September 9, 2025
Streetlight Study Debunks a Popular Claim
Study finds no evidence that 78,000 retrofitted white-light LED streetlights reduced crime
When Leeds City Council in the U.K. replaced nearly 80,000 streetlights with white-light LEDs between 2005 and 2013, it wasn’t just a modernization project, it was a promise. City officials claimed the new lighting would cut night-time crime by 20%, a projection used to help secure substantial government financing under a Private Finance Initiative.
But a new study published in Applied Spatial Analysis and Policy offers a clear verdict: the crime reduction never happened.

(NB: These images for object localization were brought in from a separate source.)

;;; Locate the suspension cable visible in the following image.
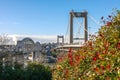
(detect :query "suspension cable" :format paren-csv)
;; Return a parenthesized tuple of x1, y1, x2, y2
(77, 18, 83, 37)
(88, 14, 102, 26)
(65, 16, 70, 43)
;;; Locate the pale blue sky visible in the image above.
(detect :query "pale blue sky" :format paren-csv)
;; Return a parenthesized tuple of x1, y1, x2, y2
(0, 0, 120, 38)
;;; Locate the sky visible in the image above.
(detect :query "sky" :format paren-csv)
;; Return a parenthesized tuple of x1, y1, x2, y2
(0, 0, 120, 44)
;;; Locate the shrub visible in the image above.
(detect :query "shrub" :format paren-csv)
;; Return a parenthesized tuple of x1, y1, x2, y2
(0, 62, 52, 80)
(52, 10, 120, 80)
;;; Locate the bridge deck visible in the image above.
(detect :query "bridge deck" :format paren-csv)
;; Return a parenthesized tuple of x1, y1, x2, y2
(55, 44, 83, 49)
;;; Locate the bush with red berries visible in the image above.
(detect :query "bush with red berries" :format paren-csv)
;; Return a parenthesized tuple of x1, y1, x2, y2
(52, 10, 120, 80)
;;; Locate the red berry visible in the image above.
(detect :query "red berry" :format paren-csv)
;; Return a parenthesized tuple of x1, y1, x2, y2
(106, 22, 112, 26)
(69, 61, 74, 66)
(117, 43, 120, 49)
(94, 67, 99, 72)
(106, 65, 110, 70)
(100, 66, 105, 70)
(92, 57, 97, 61)
(65, 68, 69, 75)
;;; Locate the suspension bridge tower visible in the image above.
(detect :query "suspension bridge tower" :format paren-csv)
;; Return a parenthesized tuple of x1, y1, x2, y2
(70, 10, 88, 44)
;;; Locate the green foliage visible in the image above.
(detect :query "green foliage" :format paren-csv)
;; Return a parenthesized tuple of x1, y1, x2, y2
(52, 10, 120, 80)
(0, 63, 52, 80)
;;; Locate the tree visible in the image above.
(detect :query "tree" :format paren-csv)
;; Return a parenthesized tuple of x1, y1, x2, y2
(0, 34, 10, 45)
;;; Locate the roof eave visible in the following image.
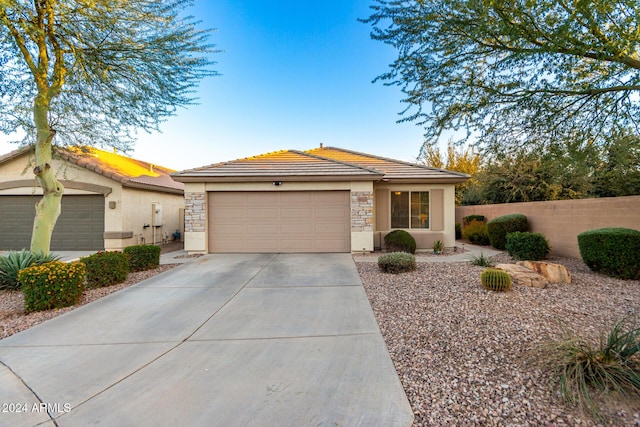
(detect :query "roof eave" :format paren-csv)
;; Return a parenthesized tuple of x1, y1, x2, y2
(379, 177, 470, 184)
(122, 181, 184, 195)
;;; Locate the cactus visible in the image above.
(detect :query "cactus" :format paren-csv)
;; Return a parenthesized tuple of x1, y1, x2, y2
(480, 268, 512, 291)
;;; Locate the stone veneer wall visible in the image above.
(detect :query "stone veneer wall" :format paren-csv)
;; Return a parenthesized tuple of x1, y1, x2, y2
(184, 192, 206, 232)
(351, 191, 373, 232)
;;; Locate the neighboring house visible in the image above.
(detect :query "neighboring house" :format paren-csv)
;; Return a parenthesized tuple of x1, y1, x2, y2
(172, 146, 469, 253)
(0, 146, 184, 251)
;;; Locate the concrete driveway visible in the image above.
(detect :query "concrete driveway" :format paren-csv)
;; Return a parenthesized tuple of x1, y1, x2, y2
(0, 253, 413, 427)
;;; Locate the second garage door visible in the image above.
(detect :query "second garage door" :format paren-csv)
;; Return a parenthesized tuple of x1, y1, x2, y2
(208, 191, 350, 253)
(0, 195, 105, 251)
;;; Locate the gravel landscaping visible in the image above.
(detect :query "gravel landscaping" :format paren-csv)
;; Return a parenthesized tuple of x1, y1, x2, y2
(356, 253, 640, 426)
(1, 249, 638, 426)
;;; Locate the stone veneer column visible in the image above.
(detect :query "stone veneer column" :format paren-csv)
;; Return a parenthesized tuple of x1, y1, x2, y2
(184, 192, 206, 232)
(351, 191, 373, 232)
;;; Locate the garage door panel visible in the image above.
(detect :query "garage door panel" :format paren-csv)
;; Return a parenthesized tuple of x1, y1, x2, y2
(316, 207, 349, 218)
(280, 208, 313, 219)
(248, 208, 277, 219)
(208, 191, 350, 253)
(214, 207, 247, 219)
(280, 224, 313, 234)
(247, 224, 279, 234)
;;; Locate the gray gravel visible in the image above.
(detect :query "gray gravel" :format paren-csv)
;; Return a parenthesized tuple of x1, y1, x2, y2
(356, 254, 640, 426)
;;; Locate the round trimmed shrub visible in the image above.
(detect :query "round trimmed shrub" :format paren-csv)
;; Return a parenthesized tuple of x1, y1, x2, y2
(487, 214, 528, 250)
(378, 252, 416, 274)
(480, 268, 512, 291)
(505, 232, 551, 261)
(81, 251, 129, 288)
(462, 219, 490, 245)
(384, 230, 416, 254)
(577, 228, 640, 280)
(123, 244, 161, 271)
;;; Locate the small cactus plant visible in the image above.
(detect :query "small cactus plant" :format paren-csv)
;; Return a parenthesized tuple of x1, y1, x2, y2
(480, 268, 512, 292)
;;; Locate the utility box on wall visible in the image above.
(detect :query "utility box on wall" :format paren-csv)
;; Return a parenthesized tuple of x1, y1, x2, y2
(152, 203, 163, 226)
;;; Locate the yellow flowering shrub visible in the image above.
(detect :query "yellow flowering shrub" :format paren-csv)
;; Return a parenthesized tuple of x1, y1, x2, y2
(19, 261, 86, 312)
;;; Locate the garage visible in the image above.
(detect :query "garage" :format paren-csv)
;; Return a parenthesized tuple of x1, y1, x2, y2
(208, 191, 350, 253)
(0, 195, 105, 251)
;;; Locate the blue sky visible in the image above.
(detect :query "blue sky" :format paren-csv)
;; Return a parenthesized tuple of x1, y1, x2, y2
(0, 0, 430, 171)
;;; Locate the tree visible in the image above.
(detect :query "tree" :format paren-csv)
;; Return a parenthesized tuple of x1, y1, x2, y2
(363, 0, 640, 155)
(0, 1, 216, 254)
(420, 140, 481, 205)
(592, 129, 640, 197)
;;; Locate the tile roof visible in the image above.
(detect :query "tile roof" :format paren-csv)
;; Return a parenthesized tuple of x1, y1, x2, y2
(306, 146, 470, 182)
(0, 145, 184, 194)
(172, 150, 384, 182)
(173, 146, 469, 184)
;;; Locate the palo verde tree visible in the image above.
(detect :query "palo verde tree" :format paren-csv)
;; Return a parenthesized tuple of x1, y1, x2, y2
(0, 0, 216, 254)
(363, 0, 640, 156)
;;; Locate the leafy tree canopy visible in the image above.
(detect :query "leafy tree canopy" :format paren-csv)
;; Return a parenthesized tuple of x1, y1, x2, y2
(363, 0, 640, 155)
(0, 0, 217, 151)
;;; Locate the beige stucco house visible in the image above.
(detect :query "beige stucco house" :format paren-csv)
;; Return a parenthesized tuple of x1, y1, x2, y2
(172, 146, 469, 254)
(0, 146, 184, 251)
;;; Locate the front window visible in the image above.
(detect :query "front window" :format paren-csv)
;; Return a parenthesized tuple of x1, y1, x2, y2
(391, 191, 429, 229)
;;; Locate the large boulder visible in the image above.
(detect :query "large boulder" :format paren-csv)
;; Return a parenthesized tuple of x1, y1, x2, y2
(495, 264, 549, 289)
(517, 261, 571, 283)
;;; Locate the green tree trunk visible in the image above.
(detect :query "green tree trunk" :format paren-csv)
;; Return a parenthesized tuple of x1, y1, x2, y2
(30, 93, 64, 255)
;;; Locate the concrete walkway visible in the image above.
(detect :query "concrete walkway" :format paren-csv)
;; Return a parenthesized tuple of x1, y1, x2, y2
(354, 241, 502, 263)
(0, 253, 413, 427)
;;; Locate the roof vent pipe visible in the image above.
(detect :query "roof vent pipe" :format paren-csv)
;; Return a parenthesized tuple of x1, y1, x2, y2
(320, 142, 323, 148)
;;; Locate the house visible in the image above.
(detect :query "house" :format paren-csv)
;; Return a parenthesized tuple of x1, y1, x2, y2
(171, 146, 469, 253)
(0, 145, 184, 251)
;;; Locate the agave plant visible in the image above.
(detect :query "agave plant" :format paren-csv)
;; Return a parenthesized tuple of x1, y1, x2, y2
(0, 250, 60, 291)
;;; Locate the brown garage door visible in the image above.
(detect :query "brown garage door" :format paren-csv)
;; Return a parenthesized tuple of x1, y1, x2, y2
(208, 191, 350, 253)
(0, 195, 104, 251)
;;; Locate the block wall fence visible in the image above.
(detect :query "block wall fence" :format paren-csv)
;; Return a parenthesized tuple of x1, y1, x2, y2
(455, 195, 640, 258)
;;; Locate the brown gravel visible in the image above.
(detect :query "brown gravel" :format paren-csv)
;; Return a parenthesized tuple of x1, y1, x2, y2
(357, 254, 640, 427)
(0, 264, 179, 340)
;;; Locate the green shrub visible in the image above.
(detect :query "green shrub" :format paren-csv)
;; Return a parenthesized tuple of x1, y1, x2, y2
(378, 252, 416, 274)
(0, 250, 60, 291)
(123, 244, 161, 272)
(383, 230, 416, 254)
(577, 227, 640, 279)
(480, 268, 512, 291)
(455, 222, 462, 240)
(486, 214, 528, 250)
(505, 232, 551, 261)
(462, 219, 490, 245)
(462, 214, 486, 226)
(20, 261, 86, 312)
(539, 313, 640, 418)
(80, 251, 129, 288)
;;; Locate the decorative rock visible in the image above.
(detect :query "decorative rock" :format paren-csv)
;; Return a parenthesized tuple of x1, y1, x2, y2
(516, 261, 571, 283)
(495, 264, 549, 289)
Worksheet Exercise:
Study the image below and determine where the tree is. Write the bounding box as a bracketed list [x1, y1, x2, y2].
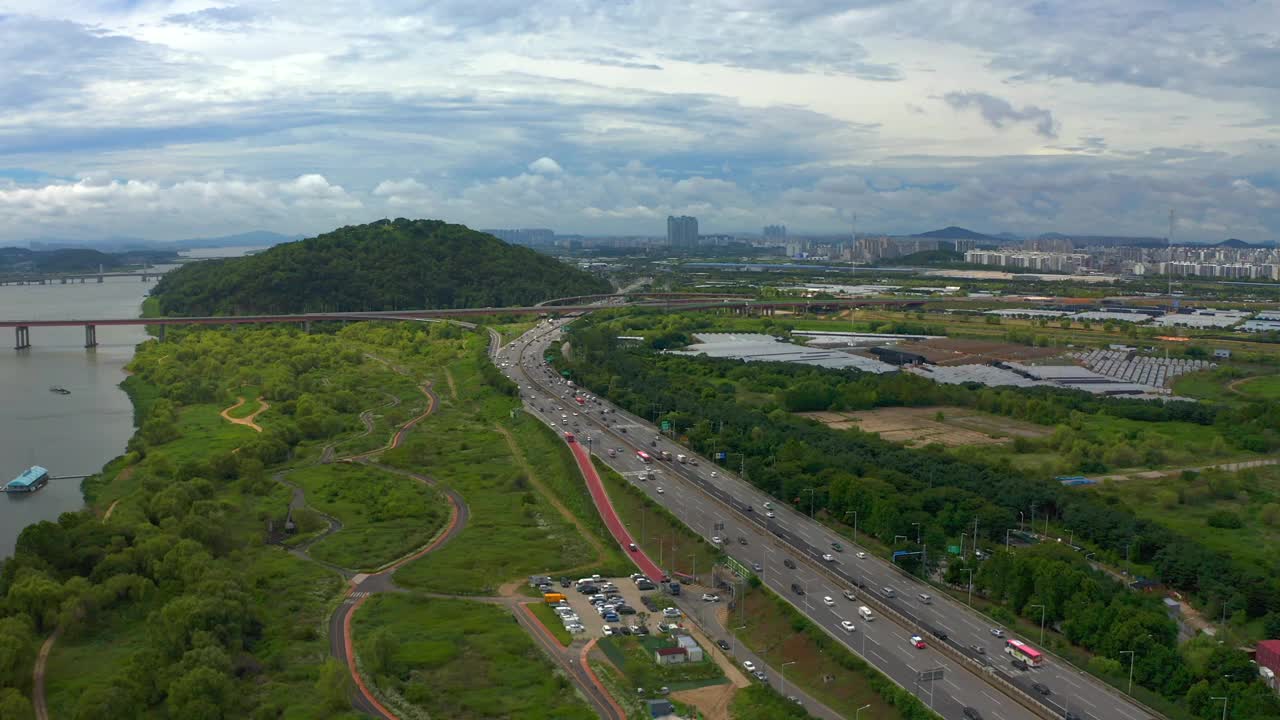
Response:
[0, 689, 32, 719]
[366, 628, 400, 677]
[316, 658, 352, 711]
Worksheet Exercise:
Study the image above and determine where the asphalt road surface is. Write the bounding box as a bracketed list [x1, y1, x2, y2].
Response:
[497, 316, 1158, 720]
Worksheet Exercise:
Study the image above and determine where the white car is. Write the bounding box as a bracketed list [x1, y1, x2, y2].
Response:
[602, 626, 615, 636]
[711, 536, 722, 545]
[662, 607, 682, 618]
[840, 620, 857, 633]
[823, 596, 835, 607]
[710, 471, 718, 478]
[856, 551, 867, 559]
[742, 660, 757, 673]
[656, 487, 664, 494]
[766, 511, 776, 518]
[701, 593, 720, 602]
[822, 553, 835, 562]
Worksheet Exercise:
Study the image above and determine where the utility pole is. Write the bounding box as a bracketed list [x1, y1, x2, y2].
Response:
[912, 522, 921, 544]
[963, 569, 974, 606]
[1210, 696, 1228, 720]
[1031, 604, 1046, 645]
[782, 660, 797, 698]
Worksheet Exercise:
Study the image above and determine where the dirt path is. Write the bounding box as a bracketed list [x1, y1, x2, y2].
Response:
[494, 424, 610, 571]
[1226, 375, 1255, 396]
[32, 627, 61, 720]
[102, 499, 120, 522]
[444, 367, 459, 401]
[219, 396, 269, 433]
[671, 684, 736, 720]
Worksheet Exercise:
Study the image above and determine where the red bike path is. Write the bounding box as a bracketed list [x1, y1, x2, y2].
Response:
[566, 440, 665, 581]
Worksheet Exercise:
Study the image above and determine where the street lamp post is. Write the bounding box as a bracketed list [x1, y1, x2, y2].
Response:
[1019, 511, 1025, 531]
[963, 569, 975, 607]
[689, 553, 697, 585]
[855, 703, 871, 720]
[782, 660, 797, 698]
[733, 624, 747, 656]
[1030, 604, 1047, 645]
[912, 522, 921, 544]
[1211, 696, 1228, 720]
[803, 487, 816, 519]
[1119, 650, 1136, 695]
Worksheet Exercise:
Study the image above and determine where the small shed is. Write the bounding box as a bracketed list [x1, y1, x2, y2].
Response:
[645, 699, 678, 719]
[675, 634, 704, 662]
[654, 646, 687, 665]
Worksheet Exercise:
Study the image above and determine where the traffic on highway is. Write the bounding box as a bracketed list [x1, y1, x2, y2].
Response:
[497, 315, 1156, 720]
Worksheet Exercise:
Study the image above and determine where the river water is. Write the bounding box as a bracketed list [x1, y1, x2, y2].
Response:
[0, 247, 270, 558]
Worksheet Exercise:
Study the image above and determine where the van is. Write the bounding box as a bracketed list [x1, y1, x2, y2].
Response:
[918, 593, 932, 604]
[543, 593, 566, 604]
[858, 606, 874, 621]
[882, 587, 896, 598]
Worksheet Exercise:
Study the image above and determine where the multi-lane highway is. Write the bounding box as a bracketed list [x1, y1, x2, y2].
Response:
[496, 315, 1159, 720]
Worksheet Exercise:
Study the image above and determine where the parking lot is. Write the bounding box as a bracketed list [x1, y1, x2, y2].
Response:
[546, 575, 671, 638]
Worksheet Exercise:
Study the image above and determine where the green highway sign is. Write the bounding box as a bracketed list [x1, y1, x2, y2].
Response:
[948, 545, 962, 555]
[660, 421, 671, 431]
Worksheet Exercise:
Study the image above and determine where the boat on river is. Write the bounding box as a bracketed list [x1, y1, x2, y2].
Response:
[4, 466, 49, 494]
[48, 386, 71, 395]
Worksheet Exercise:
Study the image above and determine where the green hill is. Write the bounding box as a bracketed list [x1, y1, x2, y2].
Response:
[151, 218, 611, 315]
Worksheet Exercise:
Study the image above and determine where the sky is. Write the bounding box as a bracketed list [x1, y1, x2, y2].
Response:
[0, 1, 1278, 243]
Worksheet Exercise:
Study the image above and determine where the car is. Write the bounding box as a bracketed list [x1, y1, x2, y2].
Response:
[662, 607, 682, 618]
[783, 559, 796, 569]
[603, 613, 620, 622]
[711, 536, 722, 544]
[752, 562, 763, 572]
[753, 670, 768, 682]
[742, 660, 757, 673]
[656, 487, 664, 494]
[617, 605, 636, 615]
[962, 707, 984, 720]
[971, 644, 986, 655]
[841, 620, 857, 633]
[1063, 713, 1082, 720]
[1011, 659, 1029, 672]
[823, 596, 835, 607]
[560, 577, 571, 588]
[1031, 683, 1052, 697]
[766, 511, 776, 518]
[738, 536, 748, 545]
[990, 627, 1005, 638]
[822, 553, 835, 562]
[855, 551, 867, 559]
[831, 542, 843, 552]
[763, 502, 773, 509]
[787, 696, 802, 705]
[630, 624, 646, 635]
[790, 583, 805, 596]
[701, 593, 720, 602]
[602, 626, 615, 636]
[744, 504, 752, 512]
[619, 625, 633, 636]
[717, 639, 731, 651]
[710, 471, 718, 478]
[910, 635, 927, 649]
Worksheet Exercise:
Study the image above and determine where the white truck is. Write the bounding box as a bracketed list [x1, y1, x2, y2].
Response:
[858, 606, 874, 621]
[677, 454, 687, 463]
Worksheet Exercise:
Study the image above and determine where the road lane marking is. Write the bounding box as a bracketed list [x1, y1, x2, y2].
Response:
[981, 690, 1003, 705]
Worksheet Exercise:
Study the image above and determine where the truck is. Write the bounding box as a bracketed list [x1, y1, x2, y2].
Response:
[858, 606, 874, 621]
[668, 582, 682, 596]
[677, 454, 687, 463]
[543, 593, 566, 604]
[661, 450, 672, 461]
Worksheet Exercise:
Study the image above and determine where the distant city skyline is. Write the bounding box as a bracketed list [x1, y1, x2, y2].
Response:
[0, 3, 1277, 243]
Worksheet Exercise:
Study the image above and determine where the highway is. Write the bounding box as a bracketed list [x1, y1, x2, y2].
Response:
[497, 315, 1159, 720]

Researchers Paul Marchant and Paul Norman analyzed weekly police-recorded crimes (PRCs) over nine years across 107 neighborhoods, using sophisticated multilevel statistical modeling. Their findings? Crime rates stayed flat—if anything, they edged slightly upward.
The study’s headline result: a 2% increase in darkness-adjusted crime, with a 95% confidence interval ranging from –3% to +7%. That’s a null result—no statistically significant change. Unadjusted night-time crime rose an estimated 3%, and total 24-hour crime rose by roughly the same amount.
These findings directly contradict the assumptions made in Leeds’ original business case, which projected £109 million ($148 million USD) in crime-related benefits from the relighting program.
Debunking a Popular Claim
This is not the first study to challenge the idea that better lighting leads to less crime, but it may be the most comprehensive. Unlike earlier before-after studies that compared only a handful of locations, the Leeds analysis tracked nearly half a million crimes where lighting conditions were known, over 456 consecutive weeks. Crucially, the relighting was not targeted to high-crime areas, reducing the risk of skewed results.
The research accounted for overdispersion in crime data, seasonal effects, and even changes in daylight hours. The authors also ran multiple model types to test the robustness of their results. The outcome was consistent: no detectable crime reduction from switching to white-light LEDs.
Implications for the Industry
For many lighting people, this study presents new insights. While white-light LEDs offer real benefits in energy savings, visibility, and maintenance, the claim that they reduce crime remains largely unsupported by rigorous evidence.
The Leeds findings align with the UK’s NIHR-funded LANTERNS project, which also found no significant link between lighting upgrades and crime reduction. By contrast, a high-profile New York study by Chalfin et al. did find reductions, but it used extremely bright temporary floodlights—not standard streetlights.
The message for municipalities and lighting people: be careful what benefits you promise. Lighting may improve streetscapes and visibility, but if crime reduction is your primary metric of success, the data suggest you might be chasing a mirage.